All this is done async anyway, no ? 
I don't see why this should cause any UI freeze in nautilus.
What am I missing ?
Comment 8 Christian Neumair 2008-09-07 19:07:20 UTC
> I don't see how reading only part of the output is really a correct way to
handle this.

g_io_channel_read_to_end() waits for EOF, and if the pipe is blocking, we seem to wait until the pipe is closed by the spawned mount process (=> sync I/O).

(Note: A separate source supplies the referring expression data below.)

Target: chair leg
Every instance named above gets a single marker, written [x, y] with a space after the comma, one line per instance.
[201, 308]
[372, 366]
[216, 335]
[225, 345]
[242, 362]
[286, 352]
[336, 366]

> All this is done async anyway, no ? 

Asynchronously yes, but in-thread.

In contrast to GFiles, the GVolume's asynchronous operations are not carried out in a worker thread, but this is proxied to the volume iface implementation's mount_fn() in the main thread. That said, if you don't like the partial reads, an alternative solution would be to use a worker thread.
Comment 9 Matthias Clasen 2008-09-07 20:19:48 UTC
Ah, ok. I think I understand now. 

So, I think we do want to read the complete output, but we don't want to block in 
g_io_channel_read_to_end. Looks like I misunderstood your patch and it actually does that ?
Comment 10 Matthias Clasen 2008-09-07 20:22:15 UTC
Oh, and btw, can you extend your patch to also squash the use of g_io_channel_read_to_end in gunixmount.c at the same time ?
Comment 11 Christian Neumair 2008-09-07 22:19:54 UTC
> So, I think we do want to read the complete output, but we don't want to block
> in g_io_channel_read_to_end. (...) (Y)our patch (...) does that ?

Yes.

> Oh, and btw, can you extend your patch to also squash the use of
> g_io_channel_read_to_end in gunixmount.c at the same time ?

That's already included in the patch.

Thanks for the quick response and review. May I commit the patch?
Comment 12 Matthias Clasen 2008-09-07 22:23:17 UTC
Yeah, go ahead please.
Comment 13 Christian Neumair 2008-09-08 12:45:06 UTC
Committed:
http://svn.gnome.org/viewvc/glib?view=revision&revision=7444

Closing as fixed. Thanks everybody.
Comment 14 André Klapper 2008-09-09 15:43:50 UTC
Closing as fixed as per last commit.